Surprise drop in inflation likely to trigger further interest rate cuts, experts predict

Mexico’s headline inflation slowed for the third consecutive fortnight, according to the national statistics agency INEGI, falling back within the central bank’s target range.

Inflation declined in the first half of July, marked by lower costs for various agricultural products, such as lemons and avocados, giving rise to expectations that the central bank (Banxico) will continue to cut interest rates.

Mexico's central bank (Banxico) headquarters, an ornate beige building
Headline inflation declined more than expected in early July, bringing it back within the central bank’s target range. (Shutterstock)

Annualized inflation surprised to the downside in the first half of July, slowing from 4.13% to 3.55%, below the market consensus of 3.61%. Consumer prices rose 0.15% compared to the previous two weeks, also below expectations of a 0.27% increase.

President Claudia Sheinbaum celebrated the news, saying during her Thursday morning press conference that the slowdown in inflation “indicates that [Banxico] has room to keep cutting interest rates.”

Citing INEGI data, Sheinbaum said the rise in inflation in previous months was primarily due to the increase in the prices of beef, pork, and chicken, whose costs have begun to normalize.

Among the products with the highest price increases during the first two weeks of July were nopales, up 14.44%; air transport, up 11.25% and lettuce and cabbage, up 8.71%.

In the other column, grapes showed an 11.96% decrease in price; papayas fell 5.86% and lemons fell 5.73%.

Banxico, which targets an inflation rate of 3% plus or minus one percentage point, lowered its benchmark interest rate by 50 basis points in June — its fourth straight cut of that magnitude.
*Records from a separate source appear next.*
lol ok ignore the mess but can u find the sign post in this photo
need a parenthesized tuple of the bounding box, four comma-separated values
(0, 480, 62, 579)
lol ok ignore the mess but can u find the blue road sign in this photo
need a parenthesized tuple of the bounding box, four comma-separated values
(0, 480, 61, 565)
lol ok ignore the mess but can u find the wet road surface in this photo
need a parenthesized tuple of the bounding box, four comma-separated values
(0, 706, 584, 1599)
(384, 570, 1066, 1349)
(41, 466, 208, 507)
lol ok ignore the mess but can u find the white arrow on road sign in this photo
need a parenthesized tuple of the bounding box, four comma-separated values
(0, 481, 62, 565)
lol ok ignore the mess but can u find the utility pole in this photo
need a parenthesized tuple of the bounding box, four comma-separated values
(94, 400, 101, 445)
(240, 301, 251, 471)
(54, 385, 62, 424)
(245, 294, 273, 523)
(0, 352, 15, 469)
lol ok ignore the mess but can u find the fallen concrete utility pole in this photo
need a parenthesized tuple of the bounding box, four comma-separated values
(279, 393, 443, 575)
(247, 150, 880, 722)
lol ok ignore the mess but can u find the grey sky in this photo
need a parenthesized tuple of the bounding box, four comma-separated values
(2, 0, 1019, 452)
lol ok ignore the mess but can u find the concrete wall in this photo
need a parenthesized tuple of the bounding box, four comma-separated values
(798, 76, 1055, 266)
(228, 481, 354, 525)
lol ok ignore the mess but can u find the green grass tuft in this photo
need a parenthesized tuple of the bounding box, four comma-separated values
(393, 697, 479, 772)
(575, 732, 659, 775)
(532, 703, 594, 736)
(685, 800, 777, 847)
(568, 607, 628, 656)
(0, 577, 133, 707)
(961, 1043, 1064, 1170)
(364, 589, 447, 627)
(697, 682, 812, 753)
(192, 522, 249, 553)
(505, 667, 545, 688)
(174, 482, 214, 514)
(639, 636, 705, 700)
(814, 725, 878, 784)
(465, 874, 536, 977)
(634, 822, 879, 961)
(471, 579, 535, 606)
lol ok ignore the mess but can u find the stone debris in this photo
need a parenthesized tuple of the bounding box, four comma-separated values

This reduced the policy rate in Latin America’s second-largest economy to 8.0%, the lowest since August 2022.

Brokerage Monex said the data surprised the market as inflation reached its lowest level during the first fortnight of July in a decade. Still, core inflation continues to present challenges.
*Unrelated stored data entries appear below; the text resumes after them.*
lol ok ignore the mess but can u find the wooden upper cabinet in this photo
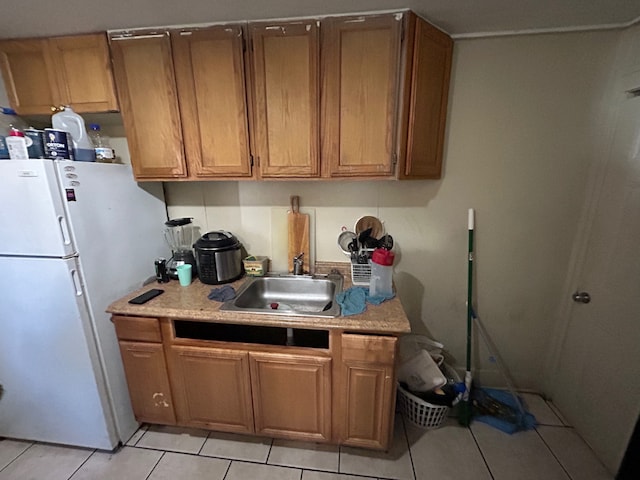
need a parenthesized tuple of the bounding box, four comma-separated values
(249, 21, 320, 178)
(48, 34, 118, 113)
(0, 34, 118, 115)
(110, 33, 187, 179)
(0, 39, 59, 115)
(398, 13, 453, 179)
(322, 14, 402, 178)
(172, 26, 252, 178)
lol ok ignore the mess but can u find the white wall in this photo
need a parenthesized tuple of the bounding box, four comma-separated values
(0, 74, 10, 107)
(0, 28, 617, 392)
(165, 29, 620, 391)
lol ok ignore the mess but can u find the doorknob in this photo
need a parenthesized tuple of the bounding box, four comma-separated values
(572, 291, 591, 304)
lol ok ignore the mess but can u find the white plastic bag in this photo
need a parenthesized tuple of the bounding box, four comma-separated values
(397, 349, 447, 392)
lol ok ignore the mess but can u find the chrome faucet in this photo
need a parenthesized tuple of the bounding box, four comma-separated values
(293, 253, 304, 275)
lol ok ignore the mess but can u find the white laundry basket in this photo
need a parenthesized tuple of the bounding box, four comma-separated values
(397, 363, 459, 429)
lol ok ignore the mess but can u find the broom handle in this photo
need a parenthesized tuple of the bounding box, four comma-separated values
(467, 209, 474, 372)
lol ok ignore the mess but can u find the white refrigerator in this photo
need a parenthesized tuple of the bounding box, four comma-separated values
(0, 159, 169, 450)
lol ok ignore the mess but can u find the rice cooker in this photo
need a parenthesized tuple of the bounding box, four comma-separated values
(194, 231, 243, 285)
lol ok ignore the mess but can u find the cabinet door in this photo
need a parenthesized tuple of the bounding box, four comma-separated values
(340, 334, 397, 449)
(172, 26, 253, 178)
(322, 14, 402, 177)
(110, 33, 187, 179)
(168, 346, 254, 433)
(250, 21, 320, 178)
(0, 39, 59, 115)
(48, 33, 119, 113)
(399, 14, 452, 179)
(250, 352, 331, 441)
(119, 341, 176, 425)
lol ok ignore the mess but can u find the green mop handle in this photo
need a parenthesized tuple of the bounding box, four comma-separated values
(466, 209, 474, 389)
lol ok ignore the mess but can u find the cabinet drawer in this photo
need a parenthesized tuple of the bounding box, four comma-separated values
(341, 334, 397, 364)
(113, 315, 162, 343)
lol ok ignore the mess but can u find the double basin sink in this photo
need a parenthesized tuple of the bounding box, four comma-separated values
(220, 272, 343, 318)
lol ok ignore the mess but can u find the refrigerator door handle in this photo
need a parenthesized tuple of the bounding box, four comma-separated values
(58, 215, 72, 246)
(70, 269, 83, 296)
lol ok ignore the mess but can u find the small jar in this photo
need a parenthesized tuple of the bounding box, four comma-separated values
(369, 248, 395, 297)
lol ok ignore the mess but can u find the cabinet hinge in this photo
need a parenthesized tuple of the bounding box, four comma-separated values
(392, 153, 398, 166)
(250, 155, 254, 167)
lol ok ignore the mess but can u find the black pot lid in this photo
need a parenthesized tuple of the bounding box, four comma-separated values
(195, 231, 240, 249)
(165, 217, 193, 227)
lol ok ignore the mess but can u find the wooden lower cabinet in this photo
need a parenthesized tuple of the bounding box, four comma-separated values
(113, 316, 400, 450)
(167, 345, 255, 433)
(118, 341, 176, 425)
(340, 334, 397, 449)
(249, 352, 332, 442)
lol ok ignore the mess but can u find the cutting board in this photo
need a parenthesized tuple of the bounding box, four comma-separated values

The closely watched core price index, which measures inflation excluding volatile items like food and energy prices, climbed 0.15% in early July, compared with 0.22% a month earlier.
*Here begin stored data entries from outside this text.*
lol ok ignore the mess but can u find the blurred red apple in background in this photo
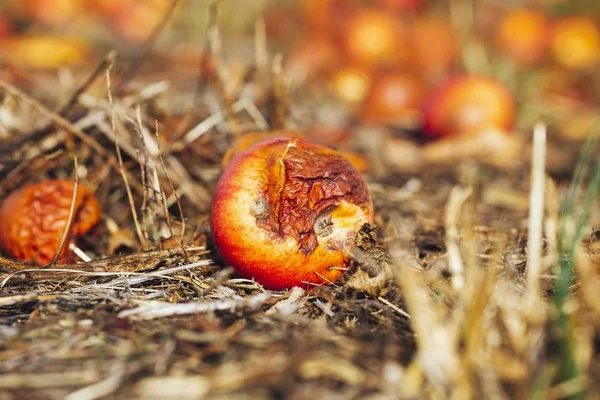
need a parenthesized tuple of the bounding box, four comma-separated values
(113, 0, 173, 43)
(360, 69, 426, 124)
(423, 76, 515, 138)
(496, 8, 551, 65)
(0, 36, 90, 69)
(340, 8, 409, 67)
(551, 16, 600, 70)
(330, 66, 371, 104)
(21, 0, 84, 26)
(410, 16, 459, 80)
(287, 32, 341, 81)
(378, 0, 425, 12)
(300, 0, 351, 29)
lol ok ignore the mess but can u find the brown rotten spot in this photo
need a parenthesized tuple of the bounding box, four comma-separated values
(0, 180, 101, 265)
(211, 137, 373, 290)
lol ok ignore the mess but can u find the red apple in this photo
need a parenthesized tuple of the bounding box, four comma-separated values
(378, 0, 424, 12)
(211, 136, 373, 290)
(330, 66, 371, 103)
(22, 0, 83, 25)
(551, 16, 600, 70)
(286, 32, 341, 80)
(423, 76, 516, 138)
(359, 70, 426, 123)
(340, 8, 409, 67)
(410, 16, 459, 79)
(496, 8, 551, 65)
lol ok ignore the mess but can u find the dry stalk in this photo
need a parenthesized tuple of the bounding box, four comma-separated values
(115, 0, 181, 94)
(50, 156, 80, 266)
(106, 68, 148, 251)
(444, 185, 472, 292)
(155, 121, 186, 244)
(0, 79, 144, 194)
(526, 123, 547, 308)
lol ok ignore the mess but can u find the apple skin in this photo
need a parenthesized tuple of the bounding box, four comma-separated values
(211, 137, 373, 290)
(423, 76, 516, 138)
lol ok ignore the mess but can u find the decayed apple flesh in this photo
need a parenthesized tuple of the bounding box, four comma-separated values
(211, 137, 374, 290)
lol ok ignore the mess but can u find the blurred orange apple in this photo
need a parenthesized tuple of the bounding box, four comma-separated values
(300, 0, 351, 29)
(340, 9, 409, 67)
(287, 32, 341, 80)
(551, 16, 600, 70)
(360, 70, 426, 124)
(330, 66, 371, 103)
(114, 0, 173, 43)
(410, 16, 458, 80)
(0, 36, 89, 69)
(22, 0, 84, 25)
(423, 76, 515, 138)
(378, 0, 424, 12)
(496, 8, 551, 65)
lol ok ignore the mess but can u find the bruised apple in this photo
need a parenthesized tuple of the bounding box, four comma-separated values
(211, 137, 374, 290)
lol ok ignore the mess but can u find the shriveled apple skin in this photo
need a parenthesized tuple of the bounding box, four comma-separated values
(211, 137, 373, 290)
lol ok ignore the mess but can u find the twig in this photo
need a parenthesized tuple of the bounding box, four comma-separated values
(0, 79, 144, 194)
(65, 363, 125, 400)
(0, 51, 117, 157)
(115, 0, 181, 94)
(118, 292, 271, 320)
(106, 67, 148, 250)
(50, 156, 80, 266)
(444, 186, 472, 292)
(155, 120, 186, 245)
(526, 123, 547, 305)
(0, 247, 208, 286)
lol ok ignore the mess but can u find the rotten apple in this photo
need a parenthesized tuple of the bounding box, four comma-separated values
(211, 137, 374, 290)
(0, 180, 101, 265)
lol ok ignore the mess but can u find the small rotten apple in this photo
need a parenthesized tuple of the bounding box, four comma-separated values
(211, 137, 374, 290)
(0, 180, 101, 265)
(423, 76, 515, 138)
The year-to-year core component came in at 4.25%, easing from 4.28% and below expectations (4.31%). Within the core index, goods “registered upward pressure,” according to a Scotiabank report, “rising from 3.97% to 4.01%, while services decelerated from 4.63% to 4.49%.”

At the same time, the non-core rate declined from 3.43% to 1.24%, fueled by a sharp decline in fruit and vegetable prices (down 12.24%). This abrupt drop offset a 10.70% increase in livestock products.

In its statement from the June 27 meeting, Banxico said it expects to slow the pace of interest rate cuts. Monex analysts concurred, writing in a report that “Given the stubbornness of core inflation, we expect Banxico to reduce the scale of its cuts.”

Monex and Scotiabank project that the central bank will vote for a 25 basis point rate cut at its Aug. 7 meeting, lowering the benchmark interest rate to 7.75%.